Damit hatte der Schiffer recht. Betrübt drückte Andreas Ailmar die Zügel seines Rappen in die Hand.

»Geh zu dem Schankwirt, bei dem wir unsere Begleiter zurückgelassen haben, und gib acht, dass sich keiner von ihnen verdrückt.«

»Solange es dort Bier gibt, bleiben die Kerle sitzen«, meinte Ailmar grinsend. »Wir können auf dem Nachbargrundstück übernachten. Der Wirt hat dort mehrere Zelte aufgespannt und vermietet sie an Reisende. Wenn wir uns für den Vorschlag des Schiffers entscheiden, müssen wir die Pferde noch heute verkaufen.«

Obwohl Andreas dieser Gedanke nicht gefiel, mussten sie in den sauren Apfel beißen. Ihr Ziel war Jarl Ulfars Burg. Zurück konnten sie nicht mehr.

»Ich frage den Wirt, ob er jemanden kennt, der die Pferde kaufen würde.« Nach diesen Worten verabschiedete Ailmar sich und führte seinen Braunen und Andreas’ Rappen fort.

Andreas sprach ein paar Leute an und fragte, ob sie jemanden wüssten, der ihre Pferde ebenfalls mitnehmen würde, erhielt aber nur abschlägige Antworten. Daher blieb ihm nichts anderes übrig, als zu Ailmar und ihren Begleitern zurückzukehren.

»Der Wirt kennt einen Hufschmied, dem wir die Pferde anbieten können«, berichtete ihm Ailmar.

Da der Verkauf der Tiere notwendig war, wollte er ihn so rasch wie möglich hinter sich bringen. Daher befahl Andreas seinen Männern, mit ihm zu kommen und auch die Pferde mitzunehmen, und suchte den Hufschmied auf.

»Kennst du jemanden, der Pferde kaufen würde?«, fragte er mit einem mulmigen Gefühl im Bauch.

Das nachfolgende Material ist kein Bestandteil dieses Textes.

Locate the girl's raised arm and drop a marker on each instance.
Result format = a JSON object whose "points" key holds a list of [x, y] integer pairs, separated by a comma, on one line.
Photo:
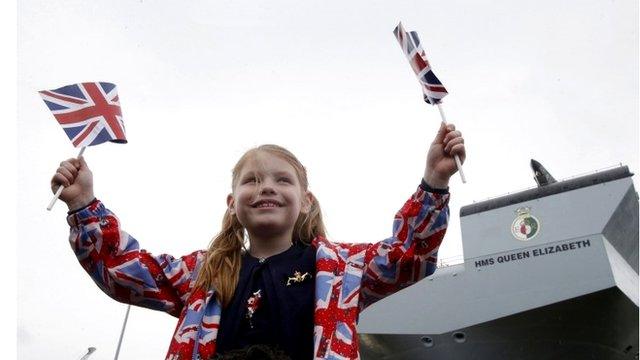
{"points": [[418, 228], [112, 257]]}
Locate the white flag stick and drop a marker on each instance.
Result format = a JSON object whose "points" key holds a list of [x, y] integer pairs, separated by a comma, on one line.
{"points": [[458, 163], [59, 191], [124, 325]]}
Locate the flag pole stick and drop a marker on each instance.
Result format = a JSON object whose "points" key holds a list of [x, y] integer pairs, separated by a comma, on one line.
{"points": [[458, 163], [59, 191], [124, 325]]}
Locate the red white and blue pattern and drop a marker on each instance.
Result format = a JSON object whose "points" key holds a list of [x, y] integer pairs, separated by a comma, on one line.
{"points": [[432, 88], [349, 277], [88, 112]]}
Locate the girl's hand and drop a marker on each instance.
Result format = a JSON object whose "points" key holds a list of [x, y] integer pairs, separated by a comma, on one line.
{"points": [[77, 179], [440, 160]]}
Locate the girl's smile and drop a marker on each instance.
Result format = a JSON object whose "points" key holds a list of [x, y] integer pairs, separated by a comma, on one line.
{"points": [[268, 197]]}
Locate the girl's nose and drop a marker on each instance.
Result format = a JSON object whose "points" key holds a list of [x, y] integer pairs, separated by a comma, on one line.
{"points": [[266, 187]]}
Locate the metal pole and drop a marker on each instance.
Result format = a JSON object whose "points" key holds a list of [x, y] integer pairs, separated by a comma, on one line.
{"points": [[124, 325], [89, 352]]}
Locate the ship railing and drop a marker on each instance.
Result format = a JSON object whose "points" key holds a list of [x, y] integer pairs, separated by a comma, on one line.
{"points": [[560, 180]]}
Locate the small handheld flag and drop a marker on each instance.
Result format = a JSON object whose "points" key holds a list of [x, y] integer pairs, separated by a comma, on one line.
{"points": [[432, 89], [89, 114]]}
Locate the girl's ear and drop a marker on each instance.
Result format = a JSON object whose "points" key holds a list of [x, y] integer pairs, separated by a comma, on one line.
{"points": [[231, 202], [307, 202]]}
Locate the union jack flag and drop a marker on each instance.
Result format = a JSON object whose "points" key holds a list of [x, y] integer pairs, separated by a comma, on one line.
{"points": [[88, 112], [432, 88]]}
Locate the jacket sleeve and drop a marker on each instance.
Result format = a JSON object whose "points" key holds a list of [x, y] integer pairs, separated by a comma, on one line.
{"points": [[411, 253], [122, 270]]}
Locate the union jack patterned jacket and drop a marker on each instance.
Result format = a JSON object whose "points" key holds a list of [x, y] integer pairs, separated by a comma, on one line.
{"points": [[349, 277]]}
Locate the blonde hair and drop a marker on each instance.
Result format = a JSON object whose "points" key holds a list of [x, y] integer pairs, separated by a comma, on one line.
{"points": [[221, 265]]}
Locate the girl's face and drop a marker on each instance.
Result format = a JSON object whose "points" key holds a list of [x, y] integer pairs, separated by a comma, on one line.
{"points": [[268, 197]]}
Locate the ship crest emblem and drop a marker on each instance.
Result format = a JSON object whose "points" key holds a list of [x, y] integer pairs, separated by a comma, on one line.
{"points": [[526, 226]]}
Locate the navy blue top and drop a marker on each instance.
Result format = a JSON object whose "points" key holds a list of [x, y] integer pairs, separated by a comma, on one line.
{"points": [[284, 315]]}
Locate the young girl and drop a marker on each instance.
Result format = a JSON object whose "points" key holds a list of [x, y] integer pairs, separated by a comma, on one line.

»Weiß schon jemanden«, meinte der andere auf Dänisch. »Die zehn dort sind nicht viel wert, aber der Rappe und jener Braune gefallen mir. Du bekommst für die beiden genauso viel wie für die anderen zusammen.«

»Was zahlst du?«, fragte Andreas und nickte, als der Schmied die Summe nannte.

»Dann soll es so sein!«

»Du hättest handeln sollen, um einen höheren Preis zu erzielen«, tadelte Ailmar ihn leise.

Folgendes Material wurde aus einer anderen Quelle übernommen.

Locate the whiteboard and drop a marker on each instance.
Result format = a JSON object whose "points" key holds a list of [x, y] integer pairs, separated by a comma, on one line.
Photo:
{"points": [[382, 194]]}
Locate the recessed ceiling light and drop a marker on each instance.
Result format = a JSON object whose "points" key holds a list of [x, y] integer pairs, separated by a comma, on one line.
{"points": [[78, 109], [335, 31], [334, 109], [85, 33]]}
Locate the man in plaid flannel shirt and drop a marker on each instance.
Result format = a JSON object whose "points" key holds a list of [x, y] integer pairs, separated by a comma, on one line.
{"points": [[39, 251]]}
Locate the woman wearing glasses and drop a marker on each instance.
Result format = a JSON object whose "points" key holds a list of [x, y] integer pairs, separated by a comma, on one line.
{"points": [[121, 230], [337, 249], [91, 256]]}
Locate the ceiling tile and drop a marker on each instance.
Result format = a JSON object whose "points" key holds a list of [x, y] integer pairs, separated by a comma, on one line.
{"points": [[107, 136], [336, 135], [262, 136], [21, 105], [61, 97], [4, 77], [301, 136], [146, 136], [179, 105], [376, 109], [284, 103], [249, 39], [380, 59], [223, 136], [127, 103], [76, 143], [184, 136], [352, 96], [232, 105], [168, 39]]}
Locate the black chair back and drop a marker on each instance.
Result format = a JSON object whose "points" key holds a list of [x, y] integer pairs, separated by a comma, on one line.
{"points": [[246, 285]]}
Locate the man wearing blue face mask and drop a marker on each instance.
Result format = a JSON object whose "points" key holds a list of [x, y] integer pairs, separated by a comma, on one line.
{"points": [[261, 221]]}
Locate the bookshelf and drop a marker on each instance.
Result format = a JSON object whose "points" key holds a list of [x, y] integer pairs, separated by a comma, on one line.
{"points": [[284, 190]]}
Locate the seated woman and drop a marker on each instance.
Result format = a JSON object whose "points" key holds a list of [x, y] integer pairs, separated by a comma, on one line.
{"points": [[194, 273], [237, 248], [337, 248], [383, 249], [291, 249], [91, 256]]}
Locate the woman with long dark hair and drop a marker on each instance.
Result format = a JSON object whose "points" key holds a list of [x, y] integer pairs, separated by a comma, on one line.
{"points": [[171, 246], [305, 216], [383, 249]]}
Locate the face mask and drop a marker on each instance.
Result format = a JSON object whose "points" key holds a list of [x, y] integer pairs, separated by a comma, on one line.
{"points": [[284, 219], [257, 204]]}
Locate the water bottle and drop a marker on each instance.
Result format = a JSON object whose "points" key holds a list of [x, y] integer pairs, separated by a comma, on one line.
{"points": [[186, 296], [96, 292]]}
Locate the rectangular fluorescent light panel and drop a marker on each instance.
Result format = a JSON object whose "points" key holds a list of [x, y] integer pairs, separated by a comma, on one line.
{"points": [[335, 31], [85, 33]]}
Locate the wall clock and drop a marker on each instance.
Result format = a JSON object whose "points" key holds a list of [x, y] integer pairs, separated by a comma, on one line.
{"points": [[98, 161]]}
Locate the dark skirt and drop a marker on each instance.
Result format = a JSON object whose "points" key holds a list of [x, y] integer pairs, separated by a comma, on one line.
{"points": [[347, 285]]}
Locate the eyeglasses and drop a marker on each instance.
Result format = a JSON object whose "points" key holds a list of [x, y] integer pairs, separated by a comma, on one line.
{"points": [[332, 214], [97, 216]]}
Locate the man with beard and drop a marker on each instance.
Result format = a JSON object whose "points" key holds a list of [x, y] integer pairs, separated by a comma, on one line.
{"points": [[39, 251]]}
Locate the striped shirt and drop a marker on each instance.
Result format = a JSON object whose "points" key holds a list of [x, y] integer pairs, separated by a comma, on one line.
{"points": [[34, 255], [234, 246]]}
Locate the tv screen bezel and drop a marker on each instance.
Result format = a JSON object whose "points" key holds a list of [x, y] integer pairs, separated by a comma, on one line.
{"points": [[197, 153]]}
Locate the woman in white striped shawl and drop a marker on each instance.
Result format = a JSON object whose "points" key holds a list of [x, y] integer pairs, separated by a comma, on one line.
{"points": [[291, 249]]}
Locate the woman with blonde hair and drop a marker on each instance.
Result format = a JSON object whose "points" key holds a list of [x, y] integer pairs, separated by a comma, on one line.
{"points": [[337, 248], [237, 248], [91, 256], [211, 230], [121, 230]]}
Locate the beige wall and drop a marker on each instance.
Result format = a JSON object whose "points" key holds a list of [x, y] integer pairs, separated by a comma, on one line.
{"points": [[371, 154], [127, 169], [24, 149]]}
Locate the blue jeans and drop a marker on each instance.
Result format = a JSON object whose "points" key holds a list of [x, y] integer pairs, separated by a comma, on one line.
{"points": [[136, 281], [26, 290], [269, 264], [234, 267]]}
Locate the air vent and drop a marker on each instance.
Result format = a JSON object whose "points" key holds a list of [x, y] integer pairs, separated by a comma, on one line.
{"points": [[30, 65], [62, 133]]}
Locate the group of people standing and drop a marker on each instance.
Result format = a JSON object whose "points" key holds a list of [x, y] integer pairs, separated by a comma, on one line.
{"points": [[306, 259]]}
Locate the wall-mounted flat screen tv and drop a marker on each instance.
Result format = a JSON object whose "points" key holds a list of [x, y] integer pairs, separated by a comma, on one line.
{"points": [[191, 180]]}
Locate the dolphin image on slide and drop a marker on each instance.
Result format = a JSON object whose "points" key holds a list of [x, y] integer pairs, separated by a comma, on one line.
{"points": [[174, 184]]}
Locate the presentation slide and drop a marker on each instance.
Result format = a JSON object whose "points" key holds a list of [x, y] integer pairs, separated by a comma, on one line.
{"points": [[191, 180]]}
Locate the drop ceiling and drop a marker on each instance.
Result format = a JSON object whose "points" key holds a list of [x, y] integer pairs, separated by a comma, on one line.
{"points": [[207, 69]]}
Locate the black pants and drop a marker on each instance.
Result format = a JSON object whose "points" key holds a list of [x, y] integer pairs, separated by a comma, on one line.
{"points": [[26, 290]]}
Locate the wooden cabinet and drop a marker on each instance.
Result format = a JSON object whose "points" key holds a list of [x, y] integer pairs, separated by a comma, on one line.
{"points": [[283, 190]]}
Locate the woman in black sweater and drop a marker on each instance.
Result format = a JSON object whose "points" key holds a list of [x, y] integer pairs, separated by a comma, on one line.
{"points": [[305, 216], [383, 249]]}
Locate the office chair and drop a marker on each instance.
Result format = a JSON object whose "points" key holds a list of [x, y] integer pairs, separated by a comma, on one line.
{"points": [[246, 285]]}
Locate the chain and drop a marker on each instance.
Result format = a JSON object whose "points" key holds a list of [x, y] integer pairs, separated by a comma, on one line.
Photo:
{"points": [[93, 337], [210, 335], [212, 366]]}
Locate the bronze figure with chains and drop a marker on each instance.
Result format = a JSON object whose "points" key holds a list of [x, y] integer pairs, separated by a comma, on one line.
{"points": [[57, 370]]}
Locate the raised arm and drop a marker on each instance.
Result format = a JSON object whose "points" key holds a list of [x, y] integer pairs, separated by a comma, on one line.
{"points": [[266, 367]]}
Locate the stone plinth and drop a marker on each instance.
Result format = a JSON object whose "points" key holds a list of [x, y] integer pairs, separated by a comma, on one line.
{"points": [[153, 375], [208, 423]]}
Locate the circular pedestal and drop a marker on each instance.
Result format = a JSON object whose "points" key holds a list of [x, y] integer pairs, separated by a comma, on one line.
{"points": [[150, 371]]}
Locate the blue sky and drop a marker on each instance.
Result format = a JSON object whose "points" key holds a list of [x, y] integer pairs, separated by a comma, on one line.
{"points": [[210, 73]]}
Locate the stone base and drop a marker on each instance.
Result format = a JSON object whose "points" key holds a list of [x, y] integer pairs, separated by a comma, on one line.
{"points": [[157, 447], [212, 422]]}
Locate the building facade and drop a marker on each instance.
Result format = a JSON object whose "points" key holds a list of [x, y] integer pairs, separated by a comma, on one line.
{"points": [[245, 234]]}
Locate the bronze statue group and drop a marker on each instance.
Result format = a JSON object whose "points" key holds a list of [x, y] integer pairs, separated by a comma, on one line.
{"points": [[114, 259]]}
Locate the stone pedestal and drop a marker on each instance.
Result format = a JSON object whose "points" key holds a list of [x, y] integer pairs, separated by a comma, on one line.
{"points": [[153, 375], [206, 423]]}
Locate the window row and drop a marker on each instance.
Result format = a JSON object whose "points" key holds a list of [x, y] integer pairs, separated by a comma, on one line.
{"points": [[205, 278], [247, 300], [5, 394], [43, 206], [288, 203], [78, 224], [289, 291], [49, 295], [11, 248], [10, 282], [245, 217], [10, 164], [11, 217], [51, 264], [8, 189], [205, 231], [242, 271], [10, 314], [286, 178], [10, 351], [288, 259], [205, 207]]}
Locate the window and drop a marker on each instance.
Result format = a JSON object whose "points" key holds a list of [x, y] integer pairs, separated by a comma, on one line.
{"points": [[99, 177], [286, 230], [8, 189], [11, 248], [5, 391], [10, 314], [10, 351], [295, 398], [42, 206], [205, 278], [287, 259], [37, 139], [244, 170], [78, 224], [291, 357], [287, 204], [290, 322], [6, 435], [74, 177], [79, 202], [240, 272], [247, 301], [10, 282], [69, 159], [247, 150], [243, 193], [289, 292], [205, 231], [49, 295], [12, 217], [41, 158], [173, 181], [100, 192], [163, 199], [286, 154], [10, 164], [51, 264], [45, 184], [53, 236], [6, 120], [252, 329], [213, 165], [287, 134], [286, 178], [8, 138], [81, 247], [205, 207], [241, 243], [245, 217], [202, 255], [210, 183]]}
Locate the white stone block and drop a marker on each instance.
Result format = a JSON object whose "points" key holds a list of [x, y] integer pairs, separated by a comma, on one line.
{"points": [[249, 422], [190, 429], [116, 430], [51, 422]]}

»Lass es gut sein! Schon bald sind wir bei Jarl Ulfar und werden dort gewiss andere Pferde bekommen«, antwortete Andreas und nahm die Silbermünzen entgegen, die der Hufschmied ihm auf die Hand zählte.

6.

Obwohl Ritter Hardos Besitz weniger als einen halben Tagesritt vom Meer entfernt lag, waren Andreas und Ailmar noch nie zur See gefahren. Schon kurz nach dem Ablegen spürten sie, wie stark sich Gygirs Schiff von den Kähnen unterschied, die auf den Flüssen und Seen ihrer Heimat in Gebrauch waren. Wenn diese schaukelten, dann nur, da man sich falsch bewegte. Hier aber warfen die Wellen das Schiff hin und her. Die meisten von Andreas’ und Ailmars Begleitern bedauerten schon bald den großen Napf Morgensuppe und die Krüge Bier, die sie zum Frühstück aufgetischt bekommen hatten. Als den Ersten schlecht wurde, scheuchten Gygirs Matrosen sie zur windabgewandten Seite des Schiffes.

»Hier könnt ihr kotzen, so viel ihr wollt!«, spotteten sie.

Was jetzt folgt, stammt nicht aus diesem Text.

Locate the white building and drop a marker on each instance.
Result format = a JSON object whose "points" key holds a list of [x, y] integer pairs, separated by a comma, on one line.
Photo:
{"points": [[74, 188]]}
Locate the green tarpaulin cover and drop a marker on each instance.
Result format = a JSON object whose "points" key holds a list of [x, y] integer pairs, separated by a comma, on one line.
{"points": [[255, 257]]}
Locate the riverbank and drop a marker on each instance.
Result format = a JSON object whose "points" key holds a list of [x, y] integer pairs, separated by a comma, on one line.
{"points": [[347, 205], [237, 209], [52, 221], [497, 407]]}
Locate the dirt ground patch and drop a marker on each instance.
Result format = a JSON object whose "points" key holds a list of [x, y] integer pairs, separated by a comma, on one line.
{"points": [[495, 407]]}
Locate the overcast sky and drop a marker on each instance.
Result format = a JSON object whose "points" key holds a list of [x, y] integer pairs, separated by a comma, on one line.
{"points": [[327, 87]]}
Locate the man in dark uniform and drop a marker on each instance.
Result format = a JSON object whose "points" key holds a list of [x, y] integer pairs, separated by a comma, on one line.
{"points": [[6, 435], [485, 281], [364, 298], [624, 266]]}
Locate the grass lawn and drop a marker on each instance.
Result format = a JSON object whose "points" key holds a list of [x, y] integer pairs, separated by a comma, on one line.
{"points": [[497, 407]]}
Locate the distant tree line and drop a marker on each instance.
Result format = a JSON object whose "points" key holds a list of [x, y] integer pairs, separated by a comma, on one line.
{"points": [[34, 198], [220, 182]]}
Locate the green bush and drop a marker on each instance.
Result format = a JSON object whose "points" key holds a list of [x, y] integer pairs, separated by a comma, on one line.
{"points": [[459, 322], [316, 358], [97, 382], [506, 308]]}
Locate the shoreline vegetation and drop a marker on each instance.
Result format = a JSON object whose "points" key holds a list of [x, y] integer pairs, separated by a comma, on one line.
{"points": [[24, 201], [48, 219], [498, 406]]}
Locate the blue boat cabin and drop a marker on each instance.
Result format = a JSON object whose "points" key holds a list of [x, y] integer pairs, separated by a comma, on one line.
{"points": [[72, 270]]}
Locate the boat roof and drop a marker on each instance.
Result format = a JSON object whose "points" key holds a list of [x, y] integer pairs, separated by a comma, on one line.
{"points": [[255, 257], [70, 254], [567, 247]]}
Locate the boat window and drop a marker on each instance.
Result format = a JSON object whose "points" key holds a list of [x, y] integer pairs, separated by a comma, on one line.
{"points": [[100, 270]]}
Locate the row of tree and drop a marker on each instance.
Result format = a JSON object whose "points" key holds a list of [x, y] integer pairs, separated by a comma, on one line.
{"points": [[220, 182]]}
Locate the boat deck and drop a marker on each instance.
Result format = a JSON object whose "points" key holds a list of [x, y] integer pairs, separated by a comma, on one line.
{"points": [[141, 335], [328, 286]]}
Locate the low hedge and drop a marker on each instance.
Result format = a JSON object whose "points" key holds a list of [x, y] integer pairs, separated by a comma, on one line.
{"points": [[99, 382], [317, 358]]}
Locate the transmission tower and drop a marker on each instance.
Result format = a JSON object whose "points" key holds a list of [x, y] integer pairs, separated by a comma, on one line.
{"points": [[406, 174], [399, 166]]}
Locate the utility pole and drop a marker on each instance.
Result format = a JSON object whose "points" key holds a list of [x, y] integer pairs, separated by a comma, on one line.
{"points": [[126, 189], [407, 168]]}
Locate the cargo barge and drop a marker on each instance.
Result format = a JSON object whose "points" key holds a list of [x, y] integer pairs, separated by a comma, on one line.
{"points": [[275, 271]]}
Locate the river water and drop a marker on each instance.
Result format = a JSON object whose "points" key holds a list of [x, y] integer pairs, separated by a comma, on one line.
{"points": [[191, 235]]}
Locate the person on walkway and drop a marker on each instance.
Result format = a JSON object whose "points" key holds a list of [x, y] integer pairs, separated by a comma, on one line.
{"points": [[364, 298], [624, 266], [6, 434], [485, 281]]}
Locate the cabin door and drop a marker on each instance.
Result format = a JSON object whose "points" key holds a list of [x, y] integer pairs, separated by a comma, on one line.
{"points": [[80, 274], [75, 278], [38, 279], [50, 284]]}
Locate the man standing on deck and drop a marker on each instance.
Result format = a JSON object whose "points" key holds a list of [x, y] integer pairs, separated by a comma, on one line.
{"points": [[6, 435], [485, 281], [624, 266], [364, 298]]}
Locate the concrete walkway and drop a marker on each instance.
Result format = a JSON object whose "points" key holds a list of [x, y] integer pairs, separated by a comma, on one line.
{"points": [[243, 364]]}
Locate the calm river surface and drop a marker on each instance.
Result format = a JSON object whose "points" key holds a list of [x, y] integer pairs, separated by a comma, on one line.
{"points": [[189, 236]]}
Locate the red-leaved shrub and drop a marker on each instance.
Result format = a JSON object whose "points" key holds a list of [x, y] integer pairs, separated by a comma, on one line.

Im nächsten Augenblick stieß Ailmar hörbar auf und wurde ebenfalls blass.

»Wird dir etwa übel?«, fragte Andreas, obwohl auch er gegen seinen rebellischen Magen ankämpfte.

Die beiden mussten zwar nicht erbrechen, aber da ihre Beine bei der steten Bewegung des Schiffes ein Eigenleben zu führen schienen, setzten sie sich schließlich mit dem Rücken zur Bordwand und blickten zum Himmel hoch, um nicht auf das schäumende Meer sehen zu müssen.

»Jetzt weiß ich auch, weshalb Gygir keine Angst hatte, uns an Bord zu nehmen, obwohl er nur sieben Leute bei sich hat«, stöhnte Ailmar. »Selbst wenn wir ihm das Schiff hätten abnehmen wollen, wären wir nicht in der Lage dazu.«

Gygir hatte es gehört und klopfte lachend auf die Scheide seines Kurzschwerts. »Der Kampf auf einem Schiff unterscheidet sich gewaltig von dem an Land. Passagiere fürchte ich daher keine. Anders wäre es, wenn uns Piraten begegnen würden. Hier in Dänemark werden sie von den Schiffen des Königs gejagt, in Norwegen hingegen muss man mit ihnen rechnen. König Inge ist noch sehr jung und sitzt auf einem wackeligen Thron. Daher mussten seine Vormünder bereits etliche Aufstände niederkämpfen. Viele Edelleute glauben, einen höheren Anspruch auf die Krone zu besitzen als Inge und seine Brüder.«

»Wieso fährst du trotzdem hin?«, fragte Ailmar verwundert.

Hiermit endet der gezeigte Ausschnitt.